Wijst om zich heen, naar het muziekdoosje, de beer.
Ik leg haar terug, vertel dat het tijd is om te gaan slapen. Houd mijn hand even op haar buikje. Laat dan los. Ze draait zich op haar buik en trekt zich omhoog langs de spijlen.
Ik leg haar terug. Ze trekt zich omhoog.
Wakker is ze, wakker en ze gaat niet slapen. Welterusten lieve M, zeg ik, ik ben beneden en je mag even zelf proberen te gaan slapen.
Zodra ik de kamer uitloop: brullen.
Beneden hoor ik haar huilen door de babyfoon. Het breekt m’n hart.
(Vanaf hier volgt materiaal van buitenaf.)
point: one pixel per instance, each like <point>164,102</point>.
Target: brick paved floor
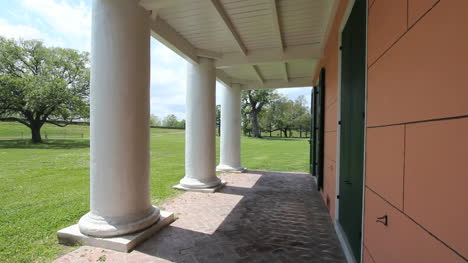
<point>258,217</point>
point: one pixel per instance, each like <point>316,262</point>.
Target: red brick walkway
<point>258,217</point>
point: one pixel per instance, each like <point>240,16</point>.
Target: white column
<point>120,79</point>
<point>200,131</point>
<point>230,160</point>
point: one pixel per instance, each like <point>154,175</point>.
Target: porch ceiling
<point>258,43</point>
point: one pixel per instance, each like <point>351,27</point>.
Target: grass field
<point>45,187</point>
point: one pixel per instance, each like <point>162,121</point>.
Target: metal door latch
<point>383,220</point>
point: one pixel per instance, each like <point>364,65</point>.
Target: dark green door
<point>312,132</point>
<point>318,129</point>
<point>353,66</point>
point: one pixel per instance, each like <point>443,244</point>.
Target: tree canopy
<point>268,111</point>
<point>41,85</point>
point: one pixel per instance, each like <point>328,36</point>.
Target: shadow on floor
<point>258,217</point>
<point>282,218</point>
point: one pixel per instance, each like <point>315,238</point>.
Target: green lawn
<point>45,187</point>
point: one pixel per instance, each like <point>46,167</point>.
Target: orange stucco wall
<point>417,130</point>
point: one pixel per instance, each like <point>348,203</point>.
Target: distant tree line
<point>170,121</point>
<point>266,111</point>
<point>40,84</point>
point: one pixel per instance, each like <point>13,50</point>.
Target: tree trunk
<point>255,126</point>
<point>36,133</point>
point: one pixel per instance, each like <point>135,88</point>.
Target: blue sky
<point>67,23</point>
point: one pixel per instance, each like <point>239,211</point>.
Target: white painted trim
<point>258,73</point>
<point>334,4</point>
<point>159,4</point>
<point>163,32</point>
<point>224,78</point>
<point>284,67</point>
<point>230,26</point>
<point>276,23</point>
<point>276,83</point>
<point>208,53</point>
<point>269,55</point>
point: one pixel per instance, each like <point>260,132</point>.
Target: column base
<point>99,226</point>
<point>211,189</point>
<point>125,243</point>
<point>230,169</point>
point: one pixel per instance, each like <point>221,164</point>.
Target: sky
<point>67,23</point>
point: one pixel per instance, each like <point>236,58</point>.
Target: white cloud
<point>26,32</point>
<point>18,31</point>
<point>71,22</point>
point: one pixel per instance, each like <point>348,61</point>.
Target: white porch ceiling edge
<point>256,43</point>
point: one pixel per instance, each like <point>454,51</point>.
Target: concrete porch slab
<point>202,190</point>
<point>231,170</point>
<point>72,235</point>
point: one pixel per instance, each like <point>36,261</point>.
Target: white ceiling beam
<point>160,4</point>
<point>163,32</point>
<point>278,83</point>
<point>276,23</point>
<point>258,74</point>
<point>224,16</point>
<point>284,68</point>
<point>224,78</point>
<point>330,13</point>
<point>208,54</point>
<point>269,55</point>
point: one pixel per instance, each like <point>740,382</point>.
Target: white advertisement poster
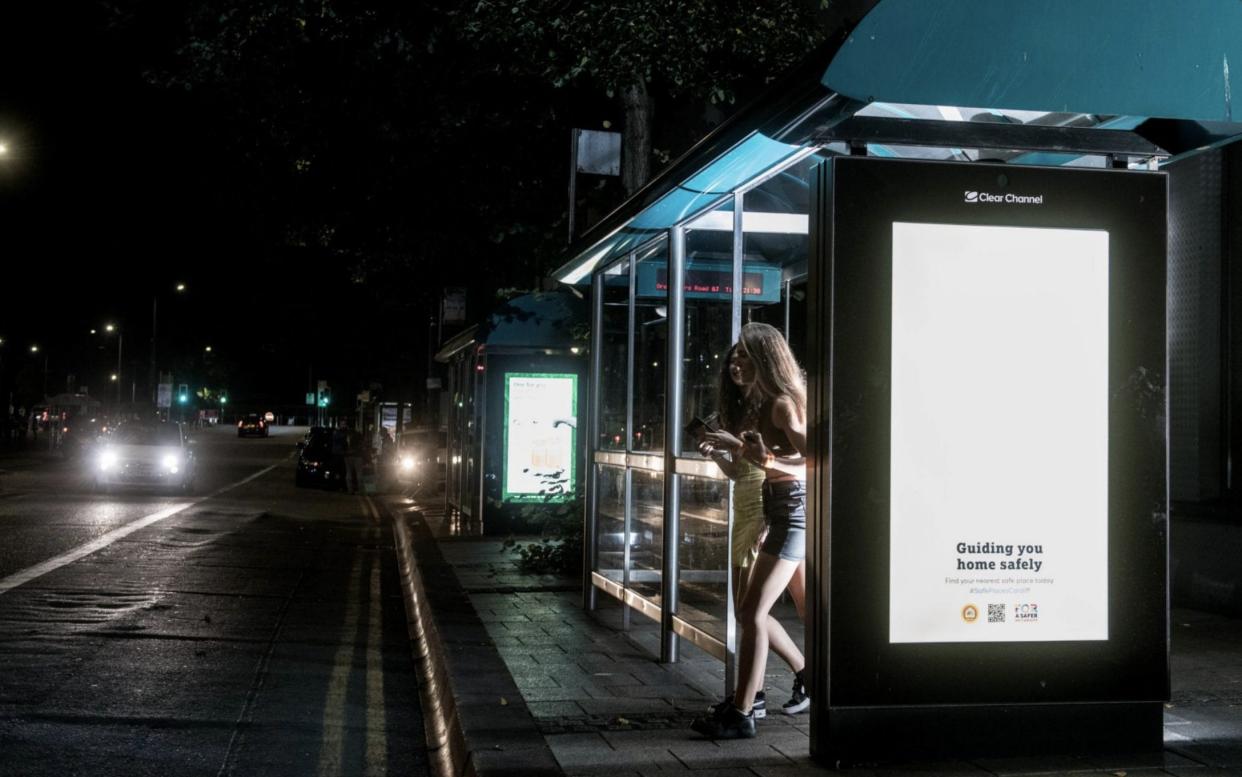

Maar ik weet het even niet meer. Want zodra ik terugkom, is het weer vrolijk – maar ook wakker. Laatst bleef ik principieel een uur bij haar zitten. Na dat uur was ze nog steeds net zo wakker als daarvoor, alleen nog veel vermoeider (en ik gefrustreerder).
Vijf minuten kun je je kind laten huilen, lees je dan weleens. Dan ga je terug om haar te laten weten dat je er nog bent. Maar vijf minuten is op dit moment niet genoeg voor kleine M om in slaap te vallen en als ik terugga, blijven we ronddolen in hetzelfde cirkeltje.
Binnen tien minuten slaapt ze vrijwel altijd. En anders in elk geval wel nadat ik tussendoor nog een keertje ben gaan kijken en troosten.
Nee, ik laat haar niet eindeloos huilen. Nauwlettend luister ik, hoor of ze over haar toeren raakt of juist langzaam tot rust komt – vaak is het dat laatste. Huilt ze na tien minuten nog (of weer) hard dan ga ik (of B) terug, we helpen haar kalmeren en beginnen opnieuw.
En toch voelt het naar. Het wringt. Hoe doe je dit goed? Is er wel een ‘goed’? We zitten allebei met buikpijn op de bank tot ze stil is. Ik wil het niet zo maar ik weet niet hoe anders. Elke avond een strijd van anderhalf uur lijkt me ook voor niemand gezond. Maar beschadig ik mijn kind niet als ik haar zo alleen laat huilen in haar bedje? Ze is nog maar een baby…
Ik probeer te blijven vertrouwen dat het wel los zal lopen. Dat we een stevige basis hebben, met z’n drietjes, ook op het gebied van slaap. Dat ze onbewust heus voelt dat we er zijn, dat we haar horen, dat ze niet écht alleen is.
Vanavond bracht ik haar weer naar bed. Met wakkere oogjes keek ze me aan tijdens de voeding. Ik kuste haar hoofd, fluisterde liedjes, hield haar handje vast. Nadat ze zelf afhapte, legde ik haar in bed. Ze vond het prima, speelde wat met haar knuffelpopje.
Terwijl ik uit de kamer liep hoorde ik haar beginnende huiltje, maar echt hard was het deze keer niet. Een beetje gesputter, twee minuutjes, toen was het stil.
Het voelde alweer anders, rustiger.
Ik hoop dat dit weer een tijdje zo blijft.